Cosa l'AI non può fare (o non dovrebbe)

Qui serve un po' di onestà intellettuale, perché il mercato è pieno di promesse esagerate.

Sostituire il giudizio umano nelle decisioni critiche. L'AI può supportare una decisione fornendo dati, analisi, scenari. Ma la responsabilità resta umana — e deve restare umana. Un algoritmo non capisce il contesto politico di un'organizzazione, non coglie le sfumature relazionali, non sa che il fornitore X è il cognato dell'AD.

Funzionare senza dati di qualità. "Garbage in, garbage out" è una legge ferrea.

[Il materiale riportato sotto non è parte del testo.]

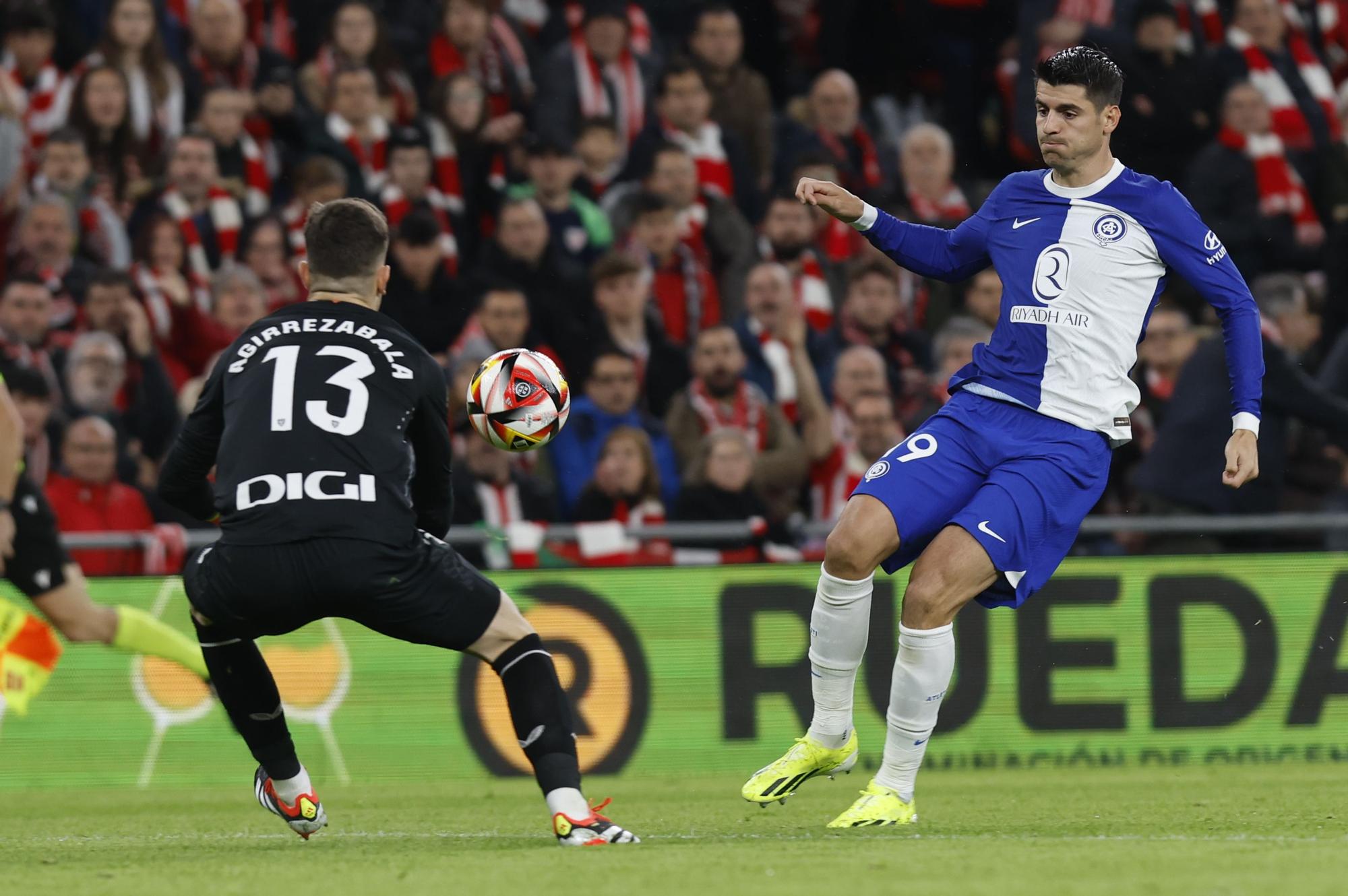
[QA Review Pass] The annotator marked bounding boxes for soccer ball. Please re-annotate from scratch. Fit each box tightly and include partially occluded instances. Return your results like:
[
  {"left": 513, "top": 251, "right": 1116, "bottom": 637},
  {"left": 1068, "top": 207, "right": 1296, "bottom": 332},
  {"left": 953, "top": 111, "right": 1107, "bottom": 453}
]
[{"left": 468, "top": 349, "right": 572, "bottom": 451}]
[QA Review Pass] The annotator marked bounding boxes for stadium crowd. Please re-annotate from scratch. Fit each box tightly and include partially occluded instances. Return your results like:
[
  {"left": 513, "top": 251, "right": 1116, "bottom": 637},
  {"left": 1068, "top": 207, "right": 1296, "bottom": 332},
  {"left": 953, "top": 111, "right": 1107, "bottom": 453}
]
[{"left": 7, "top": 0, "right": 1348, "bottom": 574}]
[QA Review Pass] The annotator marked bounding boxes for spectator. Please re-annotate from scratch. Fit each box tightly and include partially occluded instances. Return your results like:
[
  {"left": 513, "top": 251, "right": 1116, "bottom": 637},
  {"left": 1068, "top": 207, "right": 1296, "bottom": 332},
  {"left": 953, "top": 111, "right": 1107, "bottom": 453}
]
[
  {"left": 31, "top": 128, "right": 131, "bottom": 268},
  {"left": 239, "top": 214, "right": 305, "bottom": 313},
  {"left": 534, "top": 0, "right": 654, "bottom": 146},
  {"left": 573, "top": 119, "right": 624, "bottom": 198},
  {"left": 506, "top": 137, "right": 613, "bottom": 268},
  {"left": 43, "top": 415, "right": 155, "bottom": 575},
  {"left": 1217, "top": 0, "right": 1341, "bottom": 159},
  {"left": 309, "top": 66, "right": 390, "bottom": 198},
  {"left": 604, "top": 143, "right": 754, "bottom": 296},
  {"left": 379, "top": 125, "right": 464, "bottom": 276},
  {"left": 1109, "top": 0, "right": 1212, "bottom": 183},
  {"left": 837, "top": 257, "right": 931, "bottom": 415},
  {"left": 380, "top": 209, "right": 474, "bottom": 357},
  {"left": 9, "top": 193, "right": 93, "bottom": 326},
  {"left": 4, "top": 364, "right": 59, "bottom": 488},
  {"left": 1189, "top": 82, "right": 1325, "bottom": 279},
  {"left": 759, "top": 193, "right": 842, "bottom": 333},
  {"left": 477, "top": 199, "right": 592, "bottom": 361},
  {"left": 427, "top": 0, "right": 535, "bottom": 117},
  {"left": 1134, "top": 276, "right": 1348, "bottom": 513},
  {"left": 735, "top": 261, "right": 833, "bottom": 422},
  {"left": 299, "top": 0, "right": 417, "bottom": 124},
  {"left": 689, "top": 3, "right": 775, "bottom": 190},
  {"left": 280, "top": 155, "right": 346, "bottom": 259},
  {"left": 589, "top": 253, "right": 689, "bottom": 416},
  {"left": 666, "top": 325, "right": 806, "bottom": 520},
  {"left": 0, "top": 0, "right": 67, "bottom": 158},
  {"left": 964, "top": 268, "right": 1002, "bottom": 329},
  {"left": 623, "top": 58, "right": 758, "bottom": 217},
  {"left": 576, "top": 426, "right": 665, "bottom": 525},
  {"left": 549, "top": 348, "right": 679, "bottom": 517},
  {"left": 454, "top": 284, "right": 566, "bottom": 373},
  {"left": 128, "top": 129, "right": 244, "bottom": 280},
  {"left": 630, "top": 193, "right": 721, "bottom": 348},
  {"left": 69, "top": 65, "right": 146, "bottom": 207},
  {"left": 80, "top": 0, "right": 186, "bottom": 152},
  {"left": 65, "top": 302, "right": 178, "bottom": 469},
  {"left": 899, "top": 123, "right": 973, "bottom": 228},
  {"left": 197, "top": 86, "right": 272, "bottom": 217},
  {"left": 0, "top": 274, "right": 70, "bottom": 396},
  {"left": 453, "top": 438, "right": 555, "bottom": 570}
]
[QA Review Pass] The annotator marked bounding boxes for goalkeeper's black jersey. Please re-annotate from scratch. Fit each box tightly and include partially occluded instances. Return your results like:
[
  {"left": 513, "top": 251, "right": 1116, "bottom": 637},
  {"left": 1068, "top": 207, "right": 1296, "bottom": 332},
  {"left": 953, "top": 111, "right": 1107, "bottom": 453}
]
[{"left": 159, "top": 300, "right": 450, "bottom": 544}]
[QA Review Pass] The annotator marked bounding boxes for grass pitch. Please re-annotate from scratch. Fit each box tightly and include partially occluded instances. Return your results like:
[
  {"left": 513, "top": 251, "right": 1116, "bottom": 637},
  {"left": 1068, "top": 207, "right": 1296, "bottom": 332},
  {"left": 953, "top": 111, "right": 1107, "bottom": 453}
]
[{"left": 0, "top": 765, "right": 1348, "bottom": 896}]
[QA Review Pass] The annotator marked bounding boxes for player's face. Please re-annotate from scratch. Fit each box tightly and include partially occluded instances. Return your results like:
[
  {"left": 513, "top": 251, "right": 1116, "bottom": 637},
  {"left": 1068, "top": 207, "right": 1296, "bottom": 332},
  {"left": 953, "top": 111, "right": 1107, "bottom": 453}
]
[
  {"left": 42, "top": 143, "right": 89, "bottom": 193},
  {"left": 0, "top": 283, "right": 51, "bottom": 345},
  {"left": 1034, "top": 81, "right": 1119, "bottom": 170},
  {"left": 585, "top": 354, "right": 640, "bottom": 414}
]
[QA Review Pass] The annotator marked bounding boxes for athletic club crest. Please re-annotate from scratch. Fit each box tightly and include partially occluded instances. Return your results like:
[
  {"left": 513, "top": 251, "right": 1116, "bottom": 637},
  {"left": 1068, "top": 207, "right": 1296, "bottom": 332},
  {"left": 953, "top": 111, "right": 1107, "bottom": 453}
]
[{"left": 1091, "top": 214, "right": 1128, "bottom": 245}]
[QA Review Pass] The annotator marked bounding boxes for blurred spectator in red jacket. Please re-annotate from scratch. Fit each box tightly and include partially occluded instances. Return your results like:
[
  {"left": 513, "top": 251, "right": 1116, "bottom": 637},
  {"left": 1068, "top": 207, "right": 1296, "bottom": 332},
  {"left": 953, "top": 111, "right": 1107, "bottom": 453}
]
[{"left": 46, "top": 416, "right": 155, "bottom": 575}]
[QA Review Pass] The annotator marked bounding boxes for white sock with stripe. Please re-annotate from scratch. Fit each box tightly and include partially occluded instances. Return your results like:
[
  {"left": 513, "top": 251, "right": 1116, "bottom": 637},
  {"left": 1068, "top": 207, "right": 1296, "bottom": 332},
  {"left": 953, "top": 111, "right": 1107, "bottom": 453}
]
[
  {"left": 807, "top": 566, "right": 875, "bottom": 749},
  {"left": 875, "top": 624, "right": 954, "bottom": 802}
]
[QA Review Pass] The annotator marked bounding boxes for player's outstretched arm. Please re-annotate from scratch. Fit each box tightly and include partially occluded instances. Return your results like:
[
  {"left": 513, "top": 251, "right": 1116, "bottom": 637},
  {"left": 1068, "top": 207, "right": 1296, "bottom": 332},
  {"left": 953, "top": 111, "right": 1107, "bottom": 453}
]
[{"left": 795, "top": 178, "right": 992, "bottom": 283}]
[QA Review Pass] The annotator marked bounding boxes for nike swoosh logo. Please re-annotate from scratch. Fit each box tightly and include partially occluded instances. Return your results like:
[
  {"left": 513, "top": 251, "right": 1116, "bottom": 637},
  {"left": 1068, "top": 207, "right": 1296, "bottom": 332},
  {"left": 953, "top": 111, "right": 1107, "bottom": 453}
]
[{"left": 979, "top": 520, "right": 1007, "bottom": 544}]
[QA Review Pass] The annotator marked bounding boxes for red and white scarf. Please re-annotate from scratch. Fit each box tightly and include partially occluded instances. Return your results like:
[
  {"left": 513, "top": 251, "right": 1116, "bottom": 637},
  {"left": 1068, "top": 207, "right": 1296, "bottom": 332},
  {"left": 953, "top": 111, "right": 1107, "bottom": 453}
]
[
  {"left": 1227, "top": 27, "right": 1341, "bottom": 150},
  {"left": 816, "top": 124, "right": 884, "bottom": 190},
  {"left": 906, "top": 182, "right": 973, "bottom": 224},
  {"left": 0, "top": 51, "right": 70, "bottom": 154},
  {"left": 239, "top": 131, "right": 271, "bottom": 217},
  {"left": 379, "top": 183, "right": 458, "bottom": 276},
  {"left": 1217, "top": 128, "right": 1324, "bottom": 238},
  {"left": 566, "top": 0, "right": 651, "bottom": 57},
  {"left": 131, "top": 261, "right": 210, "bottom": 342},
  {"left": 572, "top": 40, "right": 646, "bottom": 146},
  {"left": 430, "top": 15, "right": 534, "bottom": 117},
  {"left": 687, "top": 380, "right": 768, "bottom": 451},
  {"left": 661, "top": 121, "right": 735, "bottom": 197},
  {"left": 328, "top": 112, "right": 388, "bottom": 193},
  {"left": 280, "top": 199, "right": 309, "bottom": 261},
  {"left": 748, "top": 317, "right": 801, "bottom": 423},
  {"left": 159, "top": 186, "right": 244, "bottom": 279}
]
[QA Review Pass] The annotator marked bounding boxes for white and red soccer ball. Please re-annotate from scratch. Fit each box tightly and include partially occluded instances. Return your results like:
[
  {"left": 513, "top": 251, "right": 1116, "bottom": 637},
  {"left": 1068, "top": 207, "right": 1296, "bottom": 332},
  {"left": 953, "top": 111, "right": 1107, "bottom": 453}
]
[{"left": 468, "top": 349, "right": 572, "bottom": 451}]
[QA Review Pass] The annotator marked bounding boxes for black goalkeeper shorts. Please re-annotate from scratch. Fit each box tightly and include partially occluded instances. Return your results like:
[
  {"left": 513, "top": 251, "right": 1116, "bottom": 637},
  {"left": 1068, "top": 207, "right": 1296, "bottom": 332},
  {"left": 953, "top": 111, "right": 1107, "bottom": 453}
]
[
  {"left": 182, "top": 532, "right": 501, "bottom": 651},
  {"left": 4, "top": 473, "right": 70, "bottom": 597}
]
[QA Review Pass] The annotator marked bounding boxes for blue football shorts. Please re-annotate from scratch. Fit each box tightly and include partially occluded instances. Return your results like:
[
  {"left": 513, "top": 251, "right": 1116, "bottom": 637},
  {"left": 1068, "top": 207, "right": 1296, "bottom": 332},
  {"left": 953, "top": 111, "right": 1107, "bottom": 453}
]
[{"left": 852, "top": 391, "right": 1111, "bottom": 608}]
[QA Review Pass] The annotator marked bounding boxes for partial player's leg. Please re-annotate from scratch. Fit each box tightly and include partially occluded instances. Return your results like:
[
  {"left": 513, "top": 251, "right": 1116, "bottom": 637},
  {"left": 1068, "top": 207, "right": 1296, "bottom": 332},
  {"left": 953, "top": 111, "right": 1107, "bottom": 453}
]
[
  {"left": 344, "top": 536, "right": 640, "bottom": 846},
  {"left": 829, "top": 525, "right": 998, "bottom": 827},
  {"left": 740, "top": 396, "right": 987, "bottom": 806}
]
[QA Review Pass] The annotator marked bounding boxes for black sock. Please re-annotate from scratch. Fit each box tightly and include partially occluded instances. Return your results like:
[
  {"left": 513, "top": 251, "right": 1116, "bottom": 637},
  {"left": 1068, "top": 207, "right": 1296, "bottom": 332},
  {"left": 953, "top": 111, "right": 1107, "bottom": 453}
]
[
  {"left": 194, "top": 620, "right": 299, "bottom": 779},
  {"left": 492, "top": 635, "right": 581, "bottom": 794}
]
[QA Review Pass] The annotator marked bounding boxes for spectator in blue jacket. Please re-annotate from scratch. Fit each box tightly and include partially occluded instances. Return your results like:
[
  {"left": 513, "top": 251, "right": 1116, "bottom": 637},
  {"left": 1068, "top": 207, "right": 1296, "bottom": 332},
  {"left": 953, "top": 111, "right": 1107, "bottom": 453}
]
[{"left": 549, "top": 348, "right": 679, "bottom": 519}]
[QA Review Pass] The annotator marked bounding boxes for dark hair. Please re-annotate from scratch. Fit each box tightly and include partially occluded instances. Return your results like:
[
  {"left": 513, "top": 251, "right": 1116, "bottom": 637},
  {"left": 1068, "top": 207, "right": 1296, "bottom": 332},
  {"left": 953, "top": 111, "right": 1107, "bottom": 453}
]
[
  {"left": 4, "top": 366, "right": 51, "bottom": 402},
  {"left": 590, "top": 252, "right": 644, "bottom": 286},
  {"left": 305, "top": 198, "right": 391, "bottom": 280},
  {"left": 1034, "top": 47, "right": 1123, "bottom": 109},
  {"left": 98, "top": 0, "right": 173, "bottom": 102},
  {"left": 394, "top": 206, "right": 439, "bottom": 245},
  {"left": 632, "top": 190, "right": 674, "bottom": 221},
  {"left": 655, "top": 57, "right": 706, "bottom": 97}
]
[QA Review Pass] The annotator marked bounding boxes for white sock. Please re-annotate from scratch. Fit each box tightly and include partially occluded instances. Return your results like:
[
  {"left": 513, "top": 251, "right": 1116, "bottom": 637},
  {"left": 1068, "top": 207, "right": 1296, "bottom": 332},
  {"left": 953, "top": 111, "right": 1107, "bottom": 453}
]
[
  {"left": 271, "top": 765, "right": 314, "bottom": 806},
  {"left": 875, "top": 624, "right": 954, "bottom": 802},
  {"left": 809, "top": 566, "right": 875, "bottom": 749},
  {"left": 543, "top": 787, "right": 589, "bottom": 821}
]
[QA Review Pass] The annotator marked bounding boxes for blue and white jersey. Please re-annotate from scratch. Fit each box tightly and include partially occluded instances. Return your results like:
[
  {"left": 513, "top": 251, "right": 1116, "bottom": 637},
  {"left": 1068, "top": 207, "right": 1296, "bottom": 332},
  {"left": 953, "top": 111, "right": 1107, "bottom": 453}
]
[{"left": 852, "top": 159, "right": 1263, "bottom": 445}]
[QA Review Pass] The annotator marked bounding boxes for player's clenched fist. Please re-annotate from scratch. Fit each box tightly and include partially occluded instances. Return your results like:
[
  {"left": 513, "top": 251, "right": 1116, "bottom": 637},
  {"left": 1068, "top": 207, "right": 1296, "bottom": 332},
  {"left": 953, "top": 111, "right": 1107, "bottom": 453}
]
[{"left": 795, "top": 178, "right": 865, "bottom": 224}]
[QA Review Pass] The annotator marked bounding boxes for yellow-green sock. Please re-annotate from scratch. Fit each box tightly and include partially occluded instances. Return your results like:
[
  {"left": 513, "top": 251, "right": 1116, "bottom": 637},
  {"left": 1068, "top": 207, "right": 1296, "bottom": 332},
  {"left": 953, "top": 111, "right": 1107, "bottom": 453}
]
[{"left": 112, "top": 605, "right": 209, "bottom": 678}]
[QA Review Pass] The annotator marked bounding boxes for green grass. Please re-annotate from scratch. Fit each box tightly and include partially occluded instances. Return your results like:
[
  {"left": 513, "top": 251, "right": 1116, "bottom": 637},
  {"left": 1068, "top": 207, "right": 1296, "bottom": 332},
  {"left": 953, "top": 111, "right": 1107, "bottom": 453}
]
[{"left": 0, "top": 759, "right": 1348, "bottom": 896}]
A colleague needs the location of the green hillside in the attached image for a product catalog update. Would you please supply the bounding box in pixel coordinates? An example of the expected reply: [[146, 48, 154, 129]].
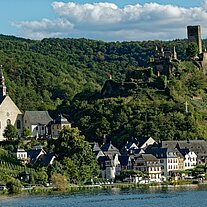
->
[[0, 35, 207, 146]]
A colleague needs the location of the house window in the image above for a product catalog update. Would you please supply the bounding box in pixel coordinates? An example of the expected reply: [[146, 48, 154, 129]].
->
[[17, 120, 21, 129], [6, 119, 11, 125]]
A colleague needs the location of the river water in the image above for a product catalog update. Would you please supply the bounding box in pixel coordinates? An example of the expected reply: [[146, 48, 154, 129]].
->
[[0, 185, 207, 207]]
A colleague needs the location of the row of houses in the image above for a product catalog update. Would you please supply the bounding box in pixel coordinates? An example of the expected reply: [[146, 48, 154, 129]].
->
[[13, 146, 56, 167], [92, 137, 207, 182]]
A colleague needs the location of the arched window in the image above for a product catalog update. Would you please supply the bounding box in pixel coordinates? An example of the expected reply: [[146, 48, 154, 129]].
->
[[6, 119, 11, 125], [17, 120, 21, 129]]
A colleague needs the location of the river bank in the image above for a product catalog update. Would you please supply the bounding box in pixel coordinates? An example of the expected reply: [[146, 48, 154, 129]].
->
[[0, 180, 207, 198], [0, 185, 207, 207]]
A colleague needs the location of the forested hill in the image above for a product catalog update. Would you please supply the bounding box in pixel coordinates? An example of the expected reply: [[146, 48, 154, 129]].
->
[[0, 35, 207, 147], [0, 35, 194, 111]]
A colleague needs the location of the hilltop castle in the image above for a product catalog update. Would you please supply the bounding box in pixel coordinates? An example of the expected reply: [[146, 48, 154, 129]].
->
[[187, 25, 207, 74]]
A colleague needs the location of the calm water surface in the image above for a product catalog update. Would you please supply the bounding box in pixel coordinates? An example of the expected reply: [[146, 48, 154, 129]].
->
[[0, 185, 207, 207]]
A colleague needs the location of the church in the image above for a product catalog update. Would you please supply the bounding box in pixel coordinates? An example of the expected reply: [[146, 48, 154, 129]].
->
[[0, 66, 23, 141]]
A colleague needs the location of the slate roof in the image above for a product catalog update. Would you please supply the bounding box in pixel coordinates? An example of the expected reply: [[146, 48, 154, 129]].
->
[[161, 140, 207, 155], [89, 142, 101, 152], [37, 152, 55, 166], [137, 136, 154, 147], [27, 149, 43, 164], [54, 114, 70, 124], [25, 111, 52, 125], [146, 148, 183, 159], [139, 154, 158, 162], [118, 155, 129, 166], [13, 148, 26, 153], [101, 143, 119, 153]]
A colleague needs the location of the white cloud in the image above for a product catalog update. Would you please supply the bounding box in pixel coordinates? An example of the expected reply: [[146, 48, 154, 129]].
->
[[14, 0, 207, 41]]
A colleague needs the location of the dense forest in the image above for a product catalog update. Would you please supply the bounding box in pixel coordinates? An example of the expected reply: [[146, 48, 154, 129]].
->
[[0, 35, 207, 146]]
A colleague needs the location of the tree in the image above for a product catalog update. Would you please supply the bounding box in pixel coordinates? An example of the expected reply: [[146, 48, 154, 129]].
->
[[54, 128, 99, 183], [3, 124, 18, 140], [51, 173, 68, 191], [6, 178, 22, 193], [22, 128, 32, 138], [186, 42, 198, 57], [34, 168, 48, 184]]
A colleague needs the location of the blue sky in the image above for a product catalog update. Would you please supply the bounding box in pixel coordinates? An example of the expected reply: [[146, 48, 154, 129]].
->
[[0, 0, 207, 41]]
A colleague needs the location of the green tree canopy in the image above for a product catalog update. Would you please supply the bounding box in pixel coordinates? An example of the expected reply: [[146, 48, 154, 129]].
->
[[186, 42, 198, 57], [3, 124, 18, 140], [22, 128, 32, 138], [53, 128, 99, 183]]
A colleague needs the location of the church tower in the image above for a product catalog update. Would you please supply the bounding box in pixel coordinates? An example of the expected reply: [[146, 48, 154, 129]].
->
[[0, 65, 6, 100]]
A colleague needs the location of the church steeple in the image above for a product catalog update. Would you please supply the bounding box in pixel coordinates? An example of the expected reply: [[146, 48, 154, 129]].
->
[[0, 65, 6, 100]]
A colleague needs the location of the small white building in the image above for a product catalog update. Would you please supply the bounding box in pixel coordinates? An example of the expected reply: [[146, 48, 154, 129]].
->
[[14, 148, 28, 162], [51, 115, 71, 138], [23, 111, 52, 139], [180, 149, 197, 170]]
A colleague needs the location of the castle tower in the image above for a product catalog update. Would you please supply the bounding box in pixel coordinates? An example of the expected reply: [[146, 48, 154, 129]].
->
[[187, 25, 202, 54], [0, 65, 6, 100], [173, 46, 178, 59], [160, 47, 165, 57]]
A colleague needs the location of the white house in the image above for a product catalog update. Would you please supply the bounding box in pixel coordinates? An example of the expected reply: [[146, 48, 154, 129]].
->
[[23, 111, 52, 139], [179, 149, 197, 170], [0, 68, 23, 141]]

Se i tuoi dati sono incompleti, incoerenti o semplicemente sbagliati, l'AI produrrà risultati incompleti, incoerenti o sbagliati. Con grande efficienza, peraltro.

Implementarsi da sola. L'AI non è una bacchetta magica. Richiede progettazione, integrazione con i sistemi esistenti, formazione degli utenti, governance. Richiede, in altre parole, un progetto serio — non un acquisto impulsivo su Amazon.

Da dove cominciare?

Se stai valutando come introdurre l'AI nei tuoi processi, ecco un approccio pragmatico:

Parti dai problemi, non dalla tecnologia. Non chiederti "dove posso usare l'AI?" ma "quali sono i miei colli di bottiglia? Dove perdo tempo, qualità, denaro?". L'AI è una possibile risposta, non la domanda.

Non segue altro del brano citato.